Since the network 10 may be shared by many subscribers 12, it is often important to secure the communications so that one subscriber's use of the network is not visible to other subscribers. One way of doing this is to form a Virtual Private Network (VPN). A VPN is formed by securing communications between two or more networks or network elements to form a VPN tunnel, such as by encrypting or encapsulating transmissions between the networks or network elements. Using VPN tunnels enables information to be exchanged securely between geographically dispersed sites over a network that is otherwise not entirely secure. VPN tunnels thus may be used to secure traffic, for example, across a public network such as the Internet. VPN tunnels may be used in many contexts, however, and securing traffic on the Internet is merely one example of a use for VPN tunnels.
As networks have increased in size and sophistication, the number of tunnels to be supported to a given VPN site has increased dramatically such that a given network element may be required to support many VPN tunnels. For example, a VPN site may wish to establish tunnels to branch offices and may wish to establish client tunnels with individuals or other networks to allow employees, suppliers, and/or subscribers to access resources on the network associated with the VPN site. In this instance, the VPN site may participate simultaneously on hundreds or thousands of branch office and client VPN tunnels.
One way to enable a network element to handle larger numbers of VPN tunnels is to provide multiple processors in the network element. A large network element may include several processors such as CPUs and Network Processing Units (NPUs), to enable it to handle the load placed on the network element by the VPN tunnels.

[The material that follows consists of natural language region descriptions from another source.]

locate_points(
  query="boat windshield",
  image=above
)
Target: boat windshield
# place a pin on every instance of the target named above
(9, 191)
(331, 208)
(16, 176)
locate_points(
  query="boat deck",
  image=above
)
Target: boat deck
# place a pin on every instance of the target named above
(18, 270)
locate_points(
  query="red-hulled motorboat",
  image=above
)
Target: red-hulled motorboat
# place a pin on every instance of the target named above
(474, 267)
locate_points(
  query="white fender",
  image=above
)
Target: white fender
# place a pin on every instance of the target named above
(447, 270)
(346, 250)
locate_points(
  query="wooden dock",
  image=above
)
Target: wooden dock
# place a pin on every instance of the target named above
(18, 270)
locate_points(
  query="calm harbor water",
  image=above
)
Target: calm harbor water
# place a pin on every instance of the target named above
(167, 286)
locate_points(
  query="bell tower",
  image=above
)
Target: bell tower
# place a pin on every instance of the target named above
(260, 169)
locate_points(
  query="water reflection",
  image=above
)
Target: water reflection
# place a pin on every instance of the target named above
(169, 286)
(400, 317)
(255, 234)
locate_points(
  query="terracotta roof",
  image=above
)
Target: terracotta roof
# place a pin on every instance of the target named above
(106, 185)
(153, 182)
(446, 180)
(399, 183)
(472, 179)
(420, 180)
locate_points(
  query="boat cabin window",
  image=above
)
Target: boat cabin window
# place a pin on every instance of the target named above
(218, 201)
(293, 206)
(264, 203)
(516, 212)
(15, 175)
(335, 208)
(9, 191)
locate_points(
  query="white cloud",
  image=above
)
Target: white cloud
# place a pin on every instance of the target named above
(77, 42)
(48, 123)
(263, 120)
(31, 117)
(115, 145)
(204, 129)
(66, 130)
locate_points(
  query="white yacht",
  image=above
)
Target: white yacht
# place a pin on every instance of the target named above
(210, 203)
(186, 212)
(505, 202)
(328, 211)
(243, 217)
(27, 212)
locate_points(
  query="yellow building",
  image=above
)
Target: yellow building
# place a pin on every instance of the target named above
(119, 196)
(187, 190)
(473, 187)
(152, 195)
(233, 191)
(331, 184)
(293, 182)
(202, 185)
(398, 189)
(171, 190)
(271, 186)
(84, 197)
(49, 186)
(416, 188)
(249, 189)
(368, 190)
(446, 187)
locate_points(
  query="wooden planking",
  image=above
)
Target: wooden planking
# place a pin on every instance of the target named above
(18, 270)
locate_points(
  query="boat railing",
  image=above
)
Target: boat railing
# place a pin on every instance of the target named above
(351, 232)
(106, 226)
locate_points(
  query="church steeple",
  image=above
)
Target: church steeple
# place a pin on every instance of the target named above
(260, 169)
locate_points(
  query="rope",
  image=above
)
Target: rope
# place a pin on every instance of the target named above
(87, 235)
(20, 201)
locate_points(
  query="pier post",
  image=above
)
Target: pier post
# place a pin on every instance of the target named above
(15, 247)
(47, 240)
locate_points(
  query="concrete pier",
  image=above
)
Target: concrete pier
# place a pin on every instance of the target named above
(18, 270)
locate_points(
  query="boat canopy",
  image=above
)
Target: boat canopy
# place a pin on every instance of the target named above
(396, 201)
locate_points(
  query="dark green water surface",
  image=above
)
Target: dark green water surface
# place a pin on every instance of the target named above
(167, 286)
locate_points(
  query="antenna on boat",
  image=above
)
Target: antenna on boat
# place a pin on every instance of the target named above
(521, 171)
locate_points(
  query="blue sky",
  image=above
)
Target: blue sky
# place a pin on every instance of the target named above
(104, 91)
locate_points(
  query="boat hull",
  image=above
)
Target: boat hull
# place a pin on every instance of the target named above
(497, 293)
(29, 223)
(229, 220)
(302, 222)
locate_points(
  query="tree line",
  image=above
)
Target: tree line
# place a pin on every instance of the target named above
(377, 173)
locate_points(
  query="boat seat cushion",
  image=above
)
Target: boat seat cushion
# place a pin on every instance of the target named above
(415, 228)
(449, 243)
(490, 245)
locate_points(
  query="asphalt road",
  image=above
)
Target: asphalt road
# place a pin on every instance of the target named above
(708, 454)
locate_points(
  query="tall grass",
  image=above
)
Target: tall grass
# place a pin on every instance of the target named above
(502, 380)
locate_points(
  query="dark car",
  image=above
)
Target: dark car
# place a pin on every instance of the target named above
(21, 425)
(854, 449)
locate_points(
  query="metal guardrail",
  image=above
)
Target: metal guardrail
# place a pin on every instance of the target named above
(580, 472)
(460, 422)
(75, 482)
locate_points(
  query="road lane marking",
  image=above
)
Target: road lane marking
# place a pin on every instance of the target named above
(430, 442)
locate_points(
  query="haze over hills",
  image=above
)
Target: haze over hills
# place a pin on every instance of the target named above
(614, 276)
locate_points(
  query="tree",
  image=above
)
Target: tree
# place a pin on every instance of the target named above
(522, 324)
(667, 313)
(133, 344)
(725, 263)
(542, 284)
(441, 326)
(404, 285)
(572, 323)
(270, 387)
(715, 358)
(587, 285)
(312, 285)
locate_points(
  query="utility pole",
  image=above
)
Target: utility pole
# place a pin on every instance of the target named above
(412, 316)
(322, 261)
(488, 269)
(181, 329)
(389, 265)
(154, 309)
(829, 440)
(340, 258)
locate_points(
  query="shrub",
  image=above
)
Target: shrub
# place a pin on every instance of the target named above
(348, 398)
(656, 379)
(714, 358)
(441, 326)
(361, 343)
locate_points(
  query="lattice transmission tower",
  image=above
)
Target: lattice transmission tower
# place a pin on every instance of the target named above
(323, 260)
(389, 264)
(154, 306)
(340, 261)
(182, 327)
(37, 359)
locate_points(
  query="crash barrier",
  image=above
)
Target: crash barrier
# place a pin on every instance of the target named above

Depending on the particular protocol to be implemented or service to be offered on a particular VPN, it may be necessary for a network element to start one or more applications within the context of the VPN. These applications will process control and/or data packets to allow particular services to be provided on the VPN. To prevent information from being communicated between VPNs, an instance of each program is generally started for each VPN in which the service is to be provided.
In a network element having multiple processors, a given VPN will be started on one of the processors and a routing entity for that VPN will be established on the processor. Any IP packets associated with the VPN that are to be terminated at the network element will be forwarded to that processor. Accordingly, any application that needs access to IP packets on a particular VPN (IP applications) has conventionally been required to be stared on the same processor as the routing entity for that VPN.
When a network element is configured to have multiple processors, it would be advantageous to allow the load from the network elements to be distributed across the processors. Unfortunately, requiring IP applications to be started by the processor hosting the routing engine inhibits distribution of workload between the processors. Accordingly, this restriction may result in an imbalanced processor work-load distribution.